Sandra Birdsell walked so that Miriam Toews could run. Both Mennonite writers from rural Manitoba — Birdsell from the generation before Toews — they chronicled the lives of girls and women from that funny diasporic religious group to which I too belong, a group that has taken on giant proportions in our national literature.
I discovered Birdsell’s first book, Night Travellers, in my twenties, in the middle of the boring and beautiful act of rediscovering one’s culture after time away from it. Where has this been all my life?! I mentally shouted, alone on my mattress in a third-floor Winnipeg walk‑up. Following a dreamy, hurting Métis-Mennonite family from the fictional town of Agassiz, the linked stories are soft and electric, measured and urgent, and they are honest. I tore through her second collection, Ladies of the House, with the same zeal.
I hated to admit it, but reading her debut novel, The Missing Child, went more slowly. My attention wandered. I plodded my way toward the finish line, but my Birdsell kick came to a not-so-screeching halt.
In part, that’s because the remaining book I owned of hers was The Russländer. My first-edition paperback features a young girl garbed in black, staring severely into the distance, in front of a vaguely rural scene. I was well aware of its contents: it was about the Mennonites who escaped the turmoil and violence of the nascent Soviet Union in the 1910s and 1920s to come to Canada, where they were met with suspicion by those who’d settled decades prior.
My copy moved with me from Manitoba to Ontario, from New York to Ohio. I never once cracked it. Every flash of its cover sparked an internal klaxon: Here is this serious book about your serious people! I began to resent it. Diasporic guilt, you can’t win over me!
Until recently it did.
The Russländer, as it turns out, is serious — but in a good way. The sweeping historical novel follows Katya Vogt, a daughter of the overseer of a rich estate. Her father believes the owner’s empty promise of land, while he belittles the locals who work under him. (They are described as “Russians” in “Russia.” Reading it today, you know they are Ukrainians, and they are in Ukraine.) Then comes the First World War. Then the Russian Revolution, the birth of the Soviet Union. Then 1923, when Katya and what’s left of her family go to Canada.
Birdsell’s writing is as powerful and measured as I remembered it to be. Partly this strength comes from her simple and savvy use of point of view: she diverges from Katya’s voice only by way of letters. At critical moments, the framing shifts to the 1990s, showing Katya in a Winnipeg nursing home, speaking to a “young man with a tape machine,” who is hoping to preserve her community’s tragic stories.
So Katya tells him. She shares the detailed story she never told anybody. Her parents and many other relatives were murdered in cold blood in their yard by a group known to the world largely as “Makhnovists” or “anarchists” but for whom Mennonites had a different name: “the bandits.” Katya survived only because she was able to run and hide.
Other traumas Katya does not reveal — traumas that women spoke of only among themselves, when men were not around. “God knew what had happened,” Birdsell writes, “and, for them, that was enough.”
That’s the other reason it took me so long to open The Russländer. I am one of many who grew up with these kinds of stories. My great-grandfather appears in the 1980s documentary . . . And When They Shall Ask, in which one man tells of the bandits severing the heads of an entire family and then placing them around the dinner table. Mennonites, traditionally, are unconditionally non-violent. Many held on to that principle until the bandits came. “No man is a pacifist,” another interviewee says, “when a soldier is at his mother’s bed.” I realize now that I felt an aversion to ingesting any more details about the faith-extinguishing brutality from this time. I had known these stories since I was small. I have long known, also, that Mennonites were not unique in holding such experiences.

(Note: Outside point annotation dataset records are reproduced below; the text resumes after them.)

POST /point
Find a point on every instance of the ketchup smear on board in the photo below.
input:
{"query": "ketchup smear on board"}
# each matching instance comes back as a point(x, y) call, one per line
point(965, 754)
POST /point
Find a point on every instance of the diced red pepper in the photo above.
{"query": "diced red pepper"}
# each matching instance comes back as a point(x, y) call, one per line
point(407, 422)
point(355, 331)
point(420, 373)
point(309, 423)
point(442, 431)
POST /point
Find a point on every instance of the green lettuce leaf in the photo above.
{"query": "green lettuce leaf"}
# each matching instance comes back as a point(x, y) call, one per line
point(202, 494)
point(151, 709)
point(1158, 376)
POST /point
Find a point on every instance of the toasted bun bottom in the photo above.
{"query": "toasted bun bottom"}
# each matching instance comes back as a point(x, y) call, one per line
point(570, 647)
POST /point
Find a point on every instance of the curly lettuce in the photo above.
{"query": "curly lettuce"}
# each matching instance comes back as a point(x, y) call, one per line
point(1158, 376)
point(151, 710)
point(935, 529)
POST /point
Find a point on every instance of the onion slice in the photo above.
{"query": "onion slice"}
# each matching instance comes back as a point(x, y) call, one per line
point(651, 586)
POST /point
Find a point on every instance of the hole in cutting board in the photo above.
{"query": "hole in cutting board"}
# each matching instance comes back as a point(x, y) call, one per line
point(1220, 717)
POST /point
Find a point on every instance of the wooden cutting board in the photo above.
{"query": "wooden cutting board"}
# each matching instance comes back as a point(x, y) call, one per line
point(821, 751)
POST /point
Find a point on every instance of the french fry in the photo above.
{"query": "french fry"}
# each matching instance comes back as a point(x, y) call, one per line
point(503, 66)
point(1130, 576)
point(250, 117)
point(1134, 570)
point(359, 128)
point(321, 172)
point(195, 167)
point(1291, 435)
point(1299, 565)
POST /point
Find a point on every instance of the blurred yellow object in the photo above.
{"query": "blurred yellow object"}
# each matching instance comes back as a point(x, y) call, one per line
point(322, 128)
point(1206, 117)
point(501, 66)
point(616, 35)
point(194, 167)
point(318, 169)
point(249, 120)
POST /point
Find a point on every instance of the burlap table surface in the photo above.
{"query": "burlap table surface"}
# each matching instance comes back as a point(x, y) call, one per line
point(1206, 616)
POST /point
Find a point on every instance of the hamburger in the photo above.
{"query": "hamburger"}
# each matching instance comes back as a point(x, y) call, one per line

But I’m glad I read Birdsell’s novel. Moreover, I’m glad I read it in 2025. It reminded me of, among other things, her commitment to honesty. The bandits were led by a man who believed he was building a better world. To this day, he has admirers, as is often the way with those who lead movements and tolerate cruelty, no matter what they leave in their wake.
Casey Plett is the author of On Community and other books. She teaches at Ohio University.